Por: Arlindo Luciano Guillermo
Yo no soy poeta. Me he atrevido, con osadía, a escribir versos; presumo de poeta.Pepe Reyes, de una acera a otra, me gritaba: “¡Poeta!” Él, en Lima, había conocido a Eloy Jáuregui, Jorge Pimentel y Enrique Verástegui, poetas de Hora Zero. Gané algunos concursos de poesía cuando aún no llegaba a los 30 años.
A principios de la década de 1990, obtuve el primer puesto en un concurso nacional, con un conjunto de poemas de tema existencial y sentimental y de versos libres, titulado Burlémonos del tiempo que nos hizo viejos, que tomé prestado de un verso del poema “Amigos”, del libro Al encendido fuego de Eduardo Urdanivia Bertarelli, premio de poesía Copé 1986. No reclamé el premio. Soy lector militante de poesía, sé qué poeta es original, innovador, capaz de exprimirle el zumo estético y el espíritu a las palabras. Detesto, democráticamente, la mala poesía y al poetastro, aquella poesía simplona e incompetente para conmover la serenidad emocional; la poesía es fuego incandescente, brasa ardiente. Hay poetas genialesque escriben versos pétreos y gélidos, sin posibilidad de provocar reacción en el lector u oyente. Mantengo a distancia prudente al poeta petulante que cree que cuanto más hermética sea “su poesía”, mayor es el mérito estético y expresivo. Prefiero mil veces Los heraldos negros, Poemas humanos y España, aparta de mí este cáliz, que Trilce, que tiene poemas accesibles, brillantes y de empatía: el XVIII y el LXV. Nunca he publicado un libro de poesía. Yo “escribo poesía” para demostrar a los poetas que no solo ellos escriben poesía. La poesía está en la calle, en la vida diaria, en la familia, en la tertulia, en la alcoba conyugal, en la intimidad sexual, en un hotelillo o en una suite. Los padres decimos: “Hijo, te crecieron tus alas. Puedes volar hacia donde quieras. No olvides dónde naciste ni dónde creciste”, “Los hijos son prestados; le pertenecen a la vida”. Escribir poesía sencilla, clara y sincera es tarea difícil, complicada, trabajo terco y tolerante como la experticia de un orfebre.
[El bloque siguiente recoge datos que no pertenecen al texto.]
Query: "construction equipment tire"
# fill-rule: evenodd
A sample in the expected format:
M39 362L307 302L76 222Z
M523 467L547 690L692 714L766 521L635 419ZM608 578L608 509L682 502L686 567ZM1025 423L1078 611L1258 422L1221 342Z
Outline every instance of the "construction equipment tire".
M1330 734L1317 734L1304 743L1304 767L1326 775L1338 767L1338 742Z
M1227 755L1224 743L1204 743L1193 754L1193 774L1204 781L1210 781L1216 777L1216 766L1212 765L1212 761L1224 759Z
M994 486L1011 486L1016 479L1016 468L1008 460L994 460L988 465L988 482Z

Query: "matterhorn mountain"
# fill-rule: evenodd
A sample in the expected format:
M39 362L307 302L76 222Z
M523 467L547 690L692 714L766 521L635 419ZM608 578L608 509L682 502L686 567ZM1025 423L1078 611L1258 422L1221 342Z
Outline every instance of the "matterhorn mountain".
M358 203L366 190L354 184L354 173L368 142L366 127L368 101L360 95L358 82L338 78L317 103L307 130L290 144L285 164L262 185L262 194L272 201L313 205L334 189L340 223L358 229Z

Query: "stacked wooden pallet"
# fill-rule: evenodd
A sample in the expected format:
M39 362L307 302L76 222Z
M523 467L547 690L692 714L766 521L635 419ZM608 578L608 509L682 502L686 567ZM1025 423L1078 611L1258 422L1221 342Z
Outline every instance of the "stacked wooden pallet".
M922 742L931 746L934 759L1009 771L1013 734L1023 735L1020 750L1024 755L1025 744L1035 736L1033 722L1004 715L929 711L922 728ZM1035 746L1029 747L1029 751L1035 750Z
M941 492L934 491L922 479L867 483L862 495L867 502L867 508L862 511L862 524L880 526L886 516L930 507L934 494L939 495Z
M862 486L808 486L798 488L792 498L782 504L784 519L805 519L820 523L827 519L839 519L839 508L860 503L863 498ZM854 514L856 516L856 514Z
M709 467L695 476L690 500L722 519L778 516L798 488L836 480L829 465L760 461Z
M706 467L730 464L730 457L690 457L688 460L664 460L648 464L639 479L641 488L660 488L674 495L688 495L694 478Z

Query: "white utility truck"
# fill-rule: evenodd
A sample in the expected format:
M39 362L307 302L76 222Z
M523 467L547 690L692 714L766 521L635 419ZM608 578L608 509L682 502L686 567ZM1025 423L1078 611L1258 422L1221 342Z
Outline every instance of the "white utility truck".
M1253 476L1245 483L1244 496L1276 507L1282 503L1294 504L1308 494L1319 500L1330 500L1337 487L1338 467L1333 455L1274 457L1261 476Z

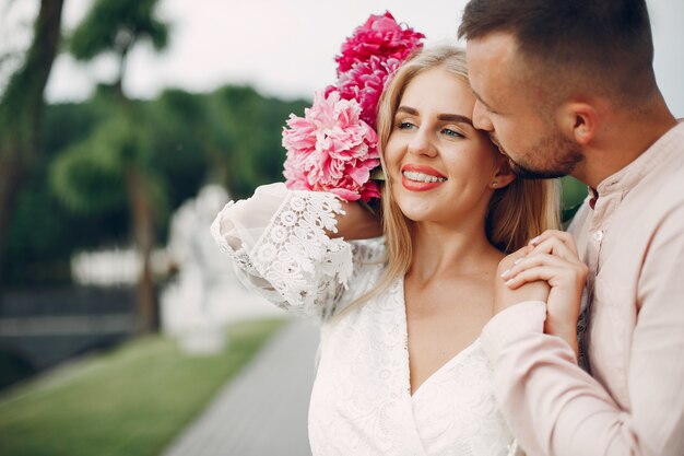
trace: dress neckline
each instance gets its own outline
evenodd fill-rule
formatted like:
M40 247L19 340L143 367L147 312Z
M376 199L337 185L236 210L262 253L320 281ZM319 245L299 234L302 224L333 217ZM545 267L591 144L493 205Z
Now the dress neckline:
M411 400L413 400L415 399L416 395L420 391L422 391L427 384L433 383L434 378L436 378L441 372L444 372L447 367L451 366L451 364L455 364L457 361L460 361L468 353L473 351L473 349L480 344L480 336L477 336L472 342L470 342L465 348L463 348L461 351L456 353L452 358L447 360L443 365L437 367L435 372L433 372L427 378L425 378L425 381L417 387L415 391L411 393L411 355L409 353L409 317L406 316L406 296L404 292L404 278L403 277L401 278L401 287L399 287L399 294L401 297L401 305L403 309L403 338L404 338L405 347L406 347L406 371L408 371L406 379L409 383L410 397L411 397Z

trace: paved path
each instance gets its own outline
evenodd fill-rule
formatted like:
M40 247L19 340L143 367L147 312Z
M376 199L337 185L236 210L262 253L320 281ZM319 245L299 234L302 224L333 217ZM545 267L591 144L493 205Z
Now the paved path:
M293 320L163 456L307 456L318 329Z

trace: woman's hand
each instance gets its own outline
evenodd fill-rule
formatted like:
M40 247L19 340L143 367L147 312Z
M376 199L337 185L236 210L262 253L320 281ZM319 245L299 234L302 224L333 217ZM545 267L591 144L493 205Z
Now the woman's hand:
M543 301L549 299L549 284L543 280L530 281L528 283L520 284L519 287L511 289L506 285L506 281L500 278L510 271L515 265L523 259L528 253L532 252L533 247L527 245L517 252L505 257L499 264L496 271L497 278L494 281L494 313L498 314L505 308L511 305L524 302L524 301Z
M577 353L577 318L588 268L579 259L575 239L568 233L547 230L524 248L526 254L500 277L510 290L545 281L551 290L544 332L562 337Z

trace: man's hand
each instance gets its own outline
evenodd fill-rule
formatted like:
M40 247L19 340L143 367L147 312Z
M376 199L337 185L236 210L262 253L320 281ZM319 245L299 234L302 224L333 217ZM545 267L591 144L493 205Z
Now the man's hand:
M508 255L498 264L497 278L494 280L494 314L510 307L511 305L523 301L543 301L549 297L549 284L545 281L531 281L521 283L515 289L506 285L506 281L502 279L505 272L508 272L514 266L523 259L528 253L532 250L531 245L527 245L521 249Z
M562 337L577 353L577 318L588 268L579 259L575 239L568 233L547 230L523 248L524 256L518 256L500 274L502 280L510 290L545 281L551 290L544 332Z

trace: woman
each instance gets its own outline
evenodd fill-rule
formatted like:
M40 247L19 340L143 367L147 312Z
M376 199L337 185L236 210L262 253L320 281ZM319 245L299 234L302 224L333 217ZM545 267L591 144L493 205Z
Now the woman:
M404 63L379 105L385 237L358 204L260 187L212 232L250 288L320 323L314 455L507 455L479 343L496 268L556 225L549 182L516 180L475 130L464 52Z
El poeta es consecuencia de sus lecturas. “Dime qué poesía has leído, te diré quépoeta eres”. El lector es un juez implacable: acoge a la poesía como una madre a su hijo en el regazo o lo deja abandonado como objeto inservible. Pienso en la paciencia de Borges para elegir la palabra exacta al sentimiento y la sensibilidad; en Samuel Cárdich corrigiendo una y otra vez hasta conseguir el poema pulcro, musical y dispuesto a ser publicado y leído; en Andrés Jara transformando con desvelo y esfuerzo la nostalgia en versos sensibles, perdurables y concisos. Cuando un poema es releído y declamado, ha logrado la inmortalidad y el poeta la trascendencia en el tiempo; ambos viven merecidamente en la memoria colectiva. Escribir poesía exige talento innato y adquirido, trabajo diario y lectura permanente. El poeta que solo escribe cuando puede o en momentos de “inspiración” o “cuando “el oficio alimenticio” se lo permite está condenado a la coyuntura literaria; es un hacedor fugaz de poesía. El poeta conoce las palabras, las elige, acomoda, descarta, se muestra severo con la disonancia, la impertinencia verbal y la cacofonía. El poeta es un músico con fino oído para la sinfonía. El poeta es feliz con la poesía. Después de uno mismo, viene la familia, luego los amigos. Precisamente, en Al encendido fuego, el poema “Amigos”resume lazo afectivo irrompible y fraterno entre camaradas: “Ya estamos todos juntos, cerremos las ventanas, / hagamos una hoguera aquí en mi pecho / con todos los recuerdos y las lágrimas, / burlémonos del tiempo que nos hizo viejos / y nos hizo querernos, para luego / interponer paredes de lluvia y semanas / entre lo que fue y la vida y lo que aún será mañana”.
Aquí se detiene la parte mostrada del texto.